Свидание отца и сына состоялось 19 мая 1781 года. Если верить очевидцам, например, дю Сайянам и шевалье де Сепо, это была сцена, достойная кисти Грёза: Дюпон де Немур подтолкнул Оноре Габриэля к отцу, громко возвестив: «Вот блудный сын».
«Я сказал Оноре, протянув ему руку, что уже давно простил врагу, что я протягиваю ее другу и надеюсь однажды благословить ею сына», — писал маркиз к Бальи.
На эти прекрасные слова Оноре Габриэль ответил соболезнованиями по поводу проигранного процесса.
«Это хороший парень, — заключил Друг людей, — который хватается за все подряд и всегда будет чуточку не на месте, но ему достаточно любой узкой сферы, лишь бы она расширялась».
В заключение столь малопроницательного суждения маркиз предложил приютить сына в Биньоне. Оноре Габриэль согласился, не споря; выехать было решено как можно скорее.
Решив, что был достаточно великодушен, Друг людей возомнил, будто имеет достаточно власти над сыном, чтобы примирить его с Эмили. Мирабо этому не противился, но был поглощен неотложными заботами. С самого выхода из тюрьмы он перебивался кое-как; кредиторы проявляли нетерпение; срок долговой расписки на пятьсот ливров, выданной господину Доверу, истек.
Поскольку Жюли не получила того, на что рассчитывала, она не стала заступаться за него перед отцом. Дантист предупредил должника о своем намерении подать жалобу в суд, ведущий дела о дворянских долгах; кроме того, Довер грозил присовокупить к делу компрометирующие письма Мирабо к его дочери, — некоторые из них бросали тень на репутацию знатных дам из ближнего окружения королевы. Если эти документы получат огласку, их автор поплатится только что обретенной свободой.
Надо было платить. Примирившись с отцом, Мирабо надеялся поправить свое финансовое положение. Однако он не посмел тотчас признаться в своих затруднениях.
29 мая 1781 года Мирабо сказал отцу, что приедет к нему в Биньон; Друг людей тщетно ждал там сына: он исчез, словно за ним уже гналась полиция…
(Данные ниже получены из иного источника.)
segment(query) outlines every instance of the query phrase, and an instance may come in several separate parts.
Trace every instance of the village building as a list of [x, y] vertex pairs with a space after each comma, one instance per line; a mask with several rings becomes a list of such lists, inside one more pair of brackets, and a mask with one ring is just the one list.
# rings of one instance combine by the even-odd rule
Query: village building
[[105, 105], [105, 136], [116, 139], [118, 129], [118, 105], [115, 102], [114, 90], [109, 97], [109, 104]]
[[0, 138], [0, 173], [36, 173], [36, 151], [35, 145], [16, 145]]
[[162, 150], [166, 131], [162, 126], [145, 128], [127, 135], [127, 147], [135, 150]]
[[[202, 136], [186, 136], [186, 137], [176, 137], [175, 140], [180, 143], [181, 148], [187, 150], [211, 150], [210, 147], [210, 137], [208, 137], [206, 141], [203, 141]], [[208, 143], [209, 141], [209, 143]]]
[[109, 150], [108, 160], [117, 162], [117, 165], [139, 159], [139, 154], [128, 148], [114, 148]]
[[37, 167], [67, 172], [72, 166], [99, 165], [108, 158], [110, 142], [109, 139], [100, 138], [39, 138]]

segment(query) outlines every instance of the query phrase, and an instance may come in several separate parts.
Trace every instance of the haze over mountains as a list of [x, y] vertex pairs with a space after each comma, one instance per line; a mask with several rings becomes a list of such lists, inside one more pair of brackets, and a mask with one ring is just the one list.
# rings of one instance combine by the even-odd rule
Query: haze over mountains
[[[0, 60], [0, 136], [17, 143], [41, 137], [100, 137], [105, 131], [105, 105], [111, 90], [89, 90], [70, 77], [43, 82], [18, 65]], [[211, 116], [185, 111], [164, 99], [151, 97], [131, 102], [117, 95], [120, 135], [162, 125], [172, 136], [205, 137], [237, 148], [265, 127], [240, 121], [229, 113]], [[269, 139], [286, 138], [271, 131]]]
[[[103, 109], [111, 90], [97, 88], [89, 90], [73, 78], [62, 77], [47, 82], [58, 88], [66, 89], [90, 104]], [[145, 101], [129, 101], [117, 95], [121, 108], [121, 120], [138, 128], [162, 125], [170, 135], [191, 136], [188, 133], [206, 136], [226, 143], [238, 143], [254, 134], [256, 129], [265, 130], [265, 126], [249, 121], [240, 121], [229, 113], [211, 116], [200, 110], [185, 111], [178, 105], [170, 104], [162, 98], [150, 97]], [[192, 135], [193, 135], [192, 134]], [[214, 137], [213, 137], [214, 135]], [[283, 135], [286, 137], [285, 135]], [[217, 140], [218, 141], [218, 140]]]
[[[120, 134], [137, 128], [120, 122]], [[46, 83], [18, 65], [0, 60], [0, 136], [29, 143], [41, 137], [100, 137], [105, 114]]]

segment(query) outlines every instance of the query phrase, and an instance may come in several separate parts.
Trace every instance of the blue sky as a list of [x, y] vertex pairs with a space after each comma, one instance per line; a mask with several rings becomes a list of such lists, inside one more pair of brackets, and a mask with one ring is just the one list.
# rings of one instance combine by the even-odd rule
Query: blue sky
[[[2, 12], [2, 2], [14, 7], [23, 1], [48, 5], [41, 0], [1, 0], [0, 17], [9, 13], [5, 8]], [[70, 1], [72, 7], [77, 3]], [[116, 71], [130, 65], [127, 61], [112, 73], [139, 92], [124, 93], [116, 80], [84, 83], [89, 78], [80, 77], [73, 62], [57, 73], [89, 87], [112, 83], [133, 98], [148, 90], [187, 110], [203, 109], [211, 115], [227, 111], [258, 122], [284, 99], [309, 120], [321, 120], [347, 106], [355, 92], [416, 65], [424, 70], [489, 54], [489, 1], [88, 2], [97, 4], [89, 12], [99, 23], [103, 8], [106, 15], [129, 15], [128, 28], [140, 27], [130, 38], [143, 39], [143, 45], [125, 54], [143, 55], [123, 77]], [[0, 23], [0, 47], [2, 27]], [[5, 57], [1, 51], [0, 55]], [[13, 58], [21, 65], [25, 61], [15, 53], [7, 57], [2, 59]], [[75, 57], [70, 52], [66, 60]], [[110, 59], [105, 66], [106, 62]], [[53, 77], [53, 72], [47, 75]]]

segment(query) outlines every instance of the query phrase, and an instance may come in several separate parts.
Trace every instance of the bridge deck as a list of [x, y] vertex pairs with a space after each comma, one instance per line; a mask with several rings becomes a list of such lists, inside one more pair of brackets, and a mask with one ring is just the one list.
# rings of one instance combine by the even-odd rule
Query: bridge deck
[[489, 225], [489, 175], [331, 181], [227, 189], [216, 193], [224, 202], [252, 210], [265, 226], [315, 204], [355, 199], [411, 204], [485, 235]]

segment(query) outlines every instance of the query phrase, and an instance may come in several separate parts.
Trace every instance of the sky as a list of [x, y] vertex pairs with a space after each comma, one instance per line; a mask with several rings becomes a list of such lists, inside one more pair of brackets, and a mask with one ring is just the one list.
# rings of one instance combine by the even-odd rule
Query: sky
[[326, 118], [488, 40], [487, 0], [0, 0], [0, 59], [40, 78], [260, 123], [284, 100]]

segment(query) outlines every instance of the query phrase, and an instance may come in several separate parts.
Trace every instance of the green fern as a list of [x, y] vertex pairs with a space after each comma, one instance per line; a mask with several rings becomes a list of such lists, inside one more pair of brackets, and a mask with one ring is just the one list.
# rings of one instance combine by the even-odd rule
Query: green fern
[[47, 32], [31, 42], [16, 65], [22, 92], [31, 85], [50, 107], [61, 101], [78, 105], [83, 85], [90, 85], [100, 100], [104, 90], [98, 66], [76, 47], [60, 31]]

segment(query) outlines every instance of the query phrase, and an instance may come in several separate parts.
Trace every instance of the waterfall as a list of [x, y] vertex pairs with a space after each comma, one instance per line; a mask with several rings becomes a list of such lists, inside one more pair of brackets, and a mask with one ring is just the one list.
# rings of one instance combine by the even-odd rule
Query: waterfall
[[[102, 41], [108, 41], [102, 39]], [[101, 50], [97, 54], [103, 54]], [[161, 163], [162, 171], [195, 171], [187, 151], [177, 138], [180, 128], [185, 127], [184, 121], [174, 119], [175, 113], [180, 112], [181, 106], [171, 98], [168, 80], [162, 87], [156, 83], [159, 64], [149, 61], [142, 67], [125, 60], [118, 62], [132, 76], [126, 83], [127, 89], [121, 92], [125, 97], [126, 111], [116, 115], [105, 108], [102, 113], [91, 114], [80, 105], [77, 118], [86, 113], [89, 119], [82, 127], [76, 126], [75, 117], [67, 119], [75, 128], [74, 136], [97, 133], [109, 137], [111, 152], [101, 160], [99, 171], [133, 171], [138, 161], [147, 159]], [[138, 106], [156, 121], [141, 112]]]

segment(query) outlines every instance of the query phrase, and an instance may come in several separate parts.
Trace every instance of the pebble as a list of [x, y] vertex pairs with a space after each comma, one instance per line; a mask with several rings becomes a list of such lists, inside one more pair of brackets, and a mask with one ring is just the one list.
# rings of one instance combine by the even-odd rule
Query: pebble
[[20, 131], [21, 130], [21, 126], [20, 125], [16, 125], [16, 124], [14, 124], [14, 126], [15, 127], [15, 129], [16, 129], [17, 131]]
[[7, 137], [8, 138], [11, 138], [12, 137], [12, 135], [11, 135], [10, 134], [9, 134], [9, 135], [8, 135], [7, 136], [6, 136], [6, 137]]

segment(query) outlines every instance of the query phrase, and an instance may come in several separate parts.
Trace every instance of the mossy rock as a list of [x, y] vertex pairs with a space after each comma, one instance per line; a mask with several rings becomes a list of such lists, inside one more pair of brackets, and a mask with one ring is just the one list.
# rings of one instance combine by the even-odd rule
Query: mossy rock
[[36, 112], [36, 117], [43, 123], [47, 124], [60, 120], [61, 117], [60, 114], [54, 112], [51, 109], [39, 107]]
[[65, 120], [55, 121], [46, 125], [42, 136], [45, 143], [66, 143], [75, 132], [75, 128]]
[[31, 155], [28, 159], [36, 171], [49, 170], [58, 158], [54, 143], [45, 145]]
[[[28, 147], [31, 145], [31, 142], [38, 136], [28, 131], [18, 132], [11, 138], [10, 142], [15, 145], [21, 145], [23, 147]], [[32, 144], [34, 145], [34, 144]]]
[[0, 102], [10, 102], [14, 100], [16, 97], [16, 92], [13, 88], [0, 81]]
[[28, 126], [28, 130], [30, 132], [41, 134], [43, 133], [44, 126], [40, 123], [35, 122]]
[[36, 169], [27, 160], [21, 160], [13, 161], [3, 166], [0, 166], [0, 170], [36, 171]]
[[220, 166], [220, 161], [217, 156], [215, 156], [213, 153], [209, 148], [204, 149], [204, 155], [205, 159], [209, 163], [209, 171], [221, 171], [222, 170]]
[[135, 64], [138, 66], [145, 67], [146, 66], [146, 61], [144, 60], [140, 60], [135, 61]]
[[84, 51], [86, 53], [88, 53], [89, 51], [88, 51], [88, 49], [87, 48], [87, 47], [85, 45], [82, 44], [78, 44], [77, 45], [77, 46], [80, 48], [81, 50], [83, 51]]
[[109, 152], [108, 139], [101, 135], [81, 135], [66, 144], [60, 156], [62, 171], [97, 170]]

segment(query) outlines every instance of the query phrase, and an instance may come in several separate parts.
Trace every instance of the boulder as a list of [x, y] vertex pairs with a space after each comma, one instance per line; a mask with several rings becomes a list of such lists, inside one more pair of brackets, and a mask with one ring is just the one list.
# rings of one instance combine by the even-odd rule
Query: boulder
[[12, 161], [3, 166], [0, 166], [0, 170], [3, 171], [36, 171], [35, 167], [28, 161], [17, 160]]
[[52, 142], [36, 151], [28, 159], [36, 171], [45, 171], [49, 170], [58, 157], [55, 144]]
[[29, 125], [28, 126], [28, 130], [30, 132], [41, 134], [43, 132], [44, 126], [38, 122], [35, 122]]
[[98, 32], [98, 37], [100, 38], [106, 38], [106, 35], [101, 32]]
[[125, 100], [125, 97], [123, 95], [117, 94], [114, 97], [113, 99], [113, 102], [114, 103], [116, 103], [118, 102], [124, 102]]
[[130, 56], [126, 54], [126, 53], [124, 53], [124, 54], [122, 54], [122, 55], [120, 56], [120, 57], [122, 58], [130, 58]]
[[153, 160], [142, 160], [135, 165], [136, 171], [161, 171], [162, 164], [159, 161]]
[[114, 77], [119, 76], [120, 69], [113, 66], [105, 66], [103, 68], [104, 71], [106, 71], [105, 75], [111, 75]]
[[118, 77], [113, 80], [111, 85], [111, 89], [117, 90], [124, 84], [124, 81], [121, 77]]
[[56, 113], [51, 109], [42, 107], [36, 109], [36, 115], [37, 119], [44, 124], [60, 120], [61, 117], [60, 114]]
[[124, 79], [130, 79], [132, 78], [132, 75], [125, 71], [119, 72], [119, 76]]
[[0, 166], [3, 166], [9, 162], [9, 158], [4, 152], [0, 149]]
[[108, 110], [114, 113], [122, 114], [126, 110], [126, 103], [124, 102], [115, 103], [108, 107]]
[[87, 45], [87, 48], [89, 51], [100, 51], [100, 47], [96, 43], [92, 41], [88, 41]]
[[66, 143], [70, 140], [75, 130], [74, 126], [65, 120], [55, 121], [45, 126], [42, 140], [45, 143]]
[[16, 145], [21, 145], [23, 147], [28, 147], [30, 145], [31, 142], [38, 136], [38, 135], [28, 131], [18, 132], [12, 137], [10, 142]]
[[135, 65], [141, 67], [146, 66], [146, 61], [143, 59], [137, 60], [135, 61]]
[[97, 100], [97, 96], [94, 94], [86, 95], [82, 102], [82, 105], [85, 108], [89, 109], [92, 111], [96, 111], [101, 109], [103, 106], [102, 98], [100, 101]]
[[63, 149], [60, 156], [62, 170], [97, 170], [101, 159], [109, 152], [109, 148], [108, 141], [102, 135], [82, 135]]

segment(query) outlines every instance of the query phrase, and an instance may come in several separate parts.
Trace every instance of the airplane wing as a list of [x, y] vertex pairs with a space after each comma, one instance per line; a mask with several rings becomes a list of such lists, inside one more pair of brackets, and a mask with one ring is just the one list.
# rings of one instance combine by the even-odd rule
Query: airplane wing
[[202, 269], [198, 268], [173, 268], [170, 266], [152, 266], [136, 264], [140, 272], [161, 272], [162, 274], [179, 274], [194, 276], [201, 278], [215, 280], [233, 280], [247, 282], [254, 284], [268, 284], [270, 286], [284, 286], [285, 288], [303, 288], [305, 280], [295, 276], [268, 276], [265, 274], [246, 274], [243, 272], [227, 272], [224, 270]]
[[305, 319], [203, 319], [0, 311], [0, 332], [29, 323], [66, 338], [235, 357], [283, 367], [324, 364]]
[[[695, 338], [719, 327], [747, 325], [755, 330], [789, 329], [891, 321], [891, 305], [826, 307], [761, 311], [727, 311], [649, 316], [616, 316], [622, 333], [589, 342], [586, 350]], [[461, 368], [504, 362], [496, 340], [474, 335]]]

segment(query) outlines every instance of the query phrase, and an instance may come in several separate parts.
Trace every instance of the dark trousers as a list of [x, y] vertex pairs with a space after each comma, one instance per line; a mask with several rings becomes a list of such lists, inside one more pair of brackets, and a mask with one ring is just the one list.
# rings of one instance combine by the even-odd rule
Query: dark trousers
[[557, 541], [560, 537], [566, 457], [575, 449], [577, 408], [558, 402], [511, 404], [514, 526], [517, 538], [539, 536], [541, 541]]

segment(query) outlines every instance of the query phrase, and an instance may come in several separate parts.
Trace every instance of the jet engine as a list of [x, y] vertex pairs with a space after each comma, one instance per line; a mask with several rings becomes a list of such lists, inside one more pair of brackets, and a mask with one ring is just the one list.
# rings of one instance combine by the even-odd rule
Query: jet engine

Миновав Немур, откуда обычно сворачивали на Биньон, Мирабо поехал по большой Итальянской дороге за Монтаржи, до небольшого городка Ножан-сюр-Верниссон.
В этом месте, как и было условлено несколько дней назад в ходе тайной переписки, путешественника дожидался человек по имени доктор Изабо; он практиковал в Жьене; дом его стоял по соседству с монастырем Святой Клары, где держали маркизу де Монье.
Этот монастырь не был тюрьмой. Софи отвели там келью, куда она велела принести свои личные вещи. Она могла гулять в саду, иногда ей позволяли выходить в город за покупками; это была жизнь послушницы, а не затворницы.
Один-единственный мужчина мог проникнуть за эту ограду — врач. Его растрогал рассказ о пережитых несчастьях, и до такой степени, что он согласился стать сообщником в рискованном предприятии.